Brown University's leadership in electronic book systems continued for many years, including navy-funded projects for electronic repair-manuals;[15] a large-scale distributed hypermedia system known as InterMedia;[16] a spinoff company Electronic Book Technologies that built DynaText, the first SGML-based book-reader system; and the Scholarly Technology Group's extensive work on the still-prevalent Open eBook standard.

Michael Hart (left) and Gregory Newby (right) of Project Gutenberg, 2006

Michael S. Hart (1971)[edit]

Despite the extensive earlier history, several publications report Michael S. Hart as the inventor of the e-book.[17][18][19] In 1971, the operators of the Xerox Sigma V mainframe at the University of Illinois gave Hart extensive computer-time. Seeking a worthy use of this resource, he created his first electronic document by typing the United States Declaration of Independence into a computer.[20]

Early e-book implementations[edit]

After Hart first adapted the Declaration of Independence into an electronic document in 1971, Project Gutenberg was launched to create electronic copies of more texts - especially books.[20]

Another early e-book implementation was the desktop prototype for a proposed notebook computer, the Dynabook, in the 1970s at PARC: a general-purpose portable personal computer capable of displaying books for reading.[21]

In 1992, Sony launched the Data Discman, an electronic book reader that could read e-books that were stored on CDs.

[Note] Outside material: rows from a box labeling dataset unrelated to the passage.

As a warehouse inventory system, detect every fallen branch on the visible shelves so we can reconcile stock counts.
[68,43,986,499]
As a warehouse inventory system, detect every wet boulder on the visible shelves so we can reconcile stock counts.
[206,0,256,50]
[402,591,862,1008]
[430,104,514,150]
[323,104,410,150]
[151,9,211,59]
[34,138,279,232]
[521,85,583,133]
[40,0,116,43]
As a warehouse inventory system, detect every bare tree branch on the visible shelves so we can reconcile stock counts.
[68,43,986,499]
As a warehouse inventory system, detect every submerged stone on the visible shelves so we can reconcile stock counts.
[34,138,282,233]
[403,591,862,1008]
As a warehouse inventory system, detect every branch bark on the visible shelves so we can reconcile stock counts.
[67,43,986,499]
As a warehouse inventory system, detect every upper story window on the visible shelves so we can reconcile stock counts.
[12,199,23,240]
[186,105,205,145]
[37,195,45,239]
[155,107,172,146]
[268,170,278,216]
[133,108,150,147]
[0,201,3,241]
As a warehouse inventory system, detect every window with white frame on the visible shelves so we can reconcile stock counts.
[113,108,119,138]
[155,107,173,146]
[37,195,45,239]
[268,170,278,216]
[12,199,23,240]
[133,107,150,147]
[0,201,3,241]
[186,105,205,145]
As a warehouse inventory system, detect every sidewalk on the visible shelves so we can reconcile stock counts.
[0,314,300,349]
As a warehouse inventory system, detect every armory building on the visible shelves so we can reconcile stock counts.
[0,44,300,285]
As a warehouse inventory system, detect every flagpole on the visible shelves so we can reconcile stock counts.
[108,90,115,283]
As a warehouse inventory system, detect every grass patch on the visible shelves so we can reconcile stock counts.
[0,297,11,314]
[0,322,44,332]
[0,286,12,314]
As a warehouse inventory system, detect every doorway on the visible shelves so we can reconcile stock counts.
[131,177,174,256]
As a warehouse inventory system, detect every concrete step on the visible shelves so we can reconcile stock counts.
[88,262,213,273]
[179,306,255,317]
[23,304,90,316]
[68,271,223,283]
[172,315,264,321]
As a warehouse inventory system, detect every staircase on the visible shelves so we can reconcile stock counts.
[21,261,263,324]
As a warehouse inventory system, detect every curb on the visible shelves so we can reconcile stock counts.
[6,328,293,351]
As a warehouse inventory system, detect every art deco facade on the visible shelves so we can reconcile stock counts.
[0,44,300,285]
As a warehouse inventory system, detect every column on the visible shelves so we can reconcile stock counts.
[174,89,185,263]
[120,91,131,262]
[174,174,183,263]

One of the electronic publications that could be played on the Data Discman was called The Library of the Future.[22]

Early e-books were generally written for specialty areas and a limited audience, meant to be read only by small and devoted interest groups. The scope of the subject matter of these e-books included technical manuals for hardware, manufacturing techniques, and other subjects.[citation needed] In the 1990s, the general availability of the Internet made transferring electronic files much easier, including e-books.[citation needed]

E-book formats[edit]

Reading an ebook on public transit

As e-book formats emerged and proliferated,[citation needed] some garnered support from major software companies, such as Adobe with its PDF format and others supported by independent and open-source programmers.[citation needed] Different e-readers followed different formats, most of them specializing in only one format, thereby fragmenting the e-book market even more. Due to the exclusiveness and limited readerships of e-books, the fractured market of independent publishers and specialty authors lacked consensus regarding a standard for packaging and selling e-books.[citation needed]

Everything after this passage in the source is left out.